Who were the 'Balts'?  Well, that was a colloquial title given to the Lithuanian, Latvian and Estonian refugees in Australia immediately after the Second World War. The Minister for Immigration at the time, Arthur Calwell, had decided that the first shipment of post-war non British immigrants should be made up solely of young and single Baltic refugees as they were held in high regard by most countries selecting displaced persons for immigration. In fact, the warm reception given to the first shipload of Baltic refugees resulted in the term "Balt' being used for most non-British and non-Mediteranean European immigrants for many years, long after other nationalities had been included in Australia's intake (Egon F. Kunz, Displaced Persons; Calwell's New Australians, Australian National University Press, 1988, p42).

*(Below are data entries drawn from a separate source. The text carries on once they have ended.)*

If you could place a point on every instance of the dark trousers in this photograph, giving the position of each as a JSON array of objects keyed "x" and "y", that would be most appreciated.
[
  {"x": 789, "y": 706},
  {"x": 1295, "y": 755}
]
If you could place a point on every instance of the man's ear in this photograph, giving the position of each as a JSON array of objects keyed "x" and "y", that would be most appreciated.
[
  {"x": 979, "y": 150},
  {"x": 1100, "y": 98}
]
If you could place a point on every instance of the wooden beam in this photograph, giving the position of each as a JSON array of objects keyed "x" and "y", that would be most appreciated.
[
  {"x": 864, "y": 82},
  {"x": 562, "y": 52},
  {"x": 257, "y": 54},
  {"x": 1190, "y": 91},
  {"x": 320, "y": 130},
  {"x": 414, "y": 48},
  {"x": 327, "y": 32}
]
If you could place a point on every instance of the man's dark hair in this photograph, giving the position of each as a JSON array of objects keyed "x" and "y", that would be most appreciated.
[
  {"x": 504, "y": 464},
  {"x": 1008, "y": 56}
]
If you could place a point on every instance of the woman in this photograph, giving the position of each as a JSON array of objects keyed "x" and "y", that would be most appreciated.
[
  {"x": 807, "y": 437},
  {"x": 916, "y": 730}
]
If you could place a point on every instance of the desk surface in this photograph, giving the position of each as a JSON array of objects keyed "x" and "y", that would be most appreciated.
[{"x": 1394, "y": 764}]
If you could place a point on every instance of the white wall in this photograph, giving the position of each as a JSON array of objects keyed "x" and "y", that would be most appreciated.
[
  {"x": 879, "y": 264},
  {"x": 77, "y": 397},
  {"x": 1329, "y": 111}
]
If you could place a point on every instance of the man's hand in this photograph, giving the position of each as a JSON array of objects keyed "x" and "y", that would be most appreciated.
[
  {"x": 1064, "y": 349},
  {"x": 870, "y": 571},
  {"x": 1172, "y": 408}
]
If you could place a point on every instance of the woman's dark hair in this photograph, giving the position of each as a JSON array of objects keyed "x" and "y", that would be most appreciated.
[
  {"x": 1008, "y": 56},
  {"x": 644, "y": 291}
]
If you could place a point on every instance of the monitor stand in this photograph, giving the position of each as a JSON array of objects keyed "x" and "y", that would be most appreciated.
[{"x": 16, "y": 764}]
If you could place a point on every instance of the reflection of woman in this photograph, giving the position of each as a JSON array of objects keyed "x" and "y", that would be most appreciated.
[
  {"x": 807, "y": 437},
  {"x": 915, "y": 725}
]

The first transport of Baltic displaced persons to Australia was carried by the USAT General Stuart Heintzelman, a former WW2 troop ship chartered by the International Refugee Organisation to help resettle the millions of displaced persons stranded in Europe after the end of the war.  The ship carried over 800 Baltic displaced persons (including 112 women), arriving at Fremantle on 28 November 1947.  Most passengers were then transported to the Bonegilla migrant centre in northern Victoria, and from there to various jobs to begin working off their 2 year labour commitment to the Australian government.

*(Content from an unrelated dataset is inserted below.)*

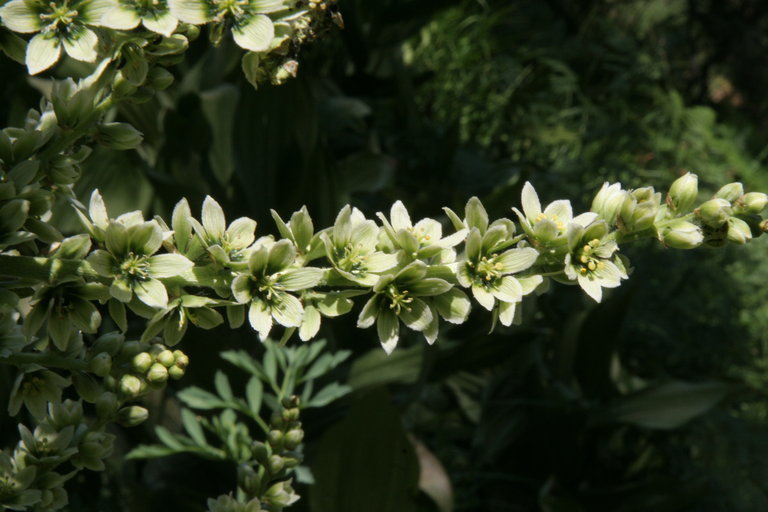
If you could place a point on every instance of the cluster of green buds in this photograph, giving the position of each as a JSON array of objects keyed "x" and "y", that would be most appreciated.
[{"x": 264, "y": 482}]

853 Balt Migrants Happy To Be Here (1947, December 25). Catholic Weekly (Sydney, NSW : 1942 - 1954), p. 1. Retrieved February 19, 2017, from http://nla.gov.au/nla.news-article146600514
 [NB: Ann Tundern-Smith has advised that the newspaper headline was incorrect, the number was closer to 840, and that the young woman in the photo was Konstancija Brundzait─Ś (later Jurskis)] 


Ann Tundern-Smith is the daughter of one of the Estonian refugees who arrived aboard the first transport in 1947 and also the editor of Canberra History News  She has invested much effort in tracing the various stories of displaced people who came to Australia from 1947 to 1951 (see her website here ).  Ann's talk included a short historical introduction touching on how these Baltic people had become refugees, the history of migration policy in Australia in the 1940s, and then looked at 60 women who made up the first group of Balts to be sent to Canberra, in December 1947.

Canberra, in 1947, had a population of only a little over 15,000 but was growing fast with a new emphasis on nation building.  However the post-war labour shortage was felt as much here as in most parts of the country.  It was perhaps not surprising that given an additional source of employees the new Commonwealth Employment Service (established in 1946) should quickly select the best available for the national capital. The young Baltic women who had just arrived at Bonegilla were not given much time to acclimatise and half of them soon found themselves offered jobs as domestics, cleaners, waitresses, typists and trainee nurses in Canberra.
 
BALT MIGRANTS IN CANBERRA (1947, December 18). The West Australian (Perth, WA : 1879 - 1954), p. 20. Retrieved February 19, 2017, from http://nla.gov.au/nla.news-article46825085


Ann Tundern-Smith's presentation analysed this first group of Baltic migrant workers (including by age, nationality, intended occupation prior to reaching Australia, occupation once they were employed in Canberra, and final place of residence after having worked in Canberra) as well as providing a few interesting biographical stories about the women involved. The discussion following Ann's talk brought out other aspects of the migration story, for example that by 1947 other western countries were also actively competing for Baltic refugees and that the target of 150 women set by the Aiustralian government for the first transport could not be met.  Nevertheless by 1952 Australia had resettled over 170,000 displaced persons, including 35,000 Balts.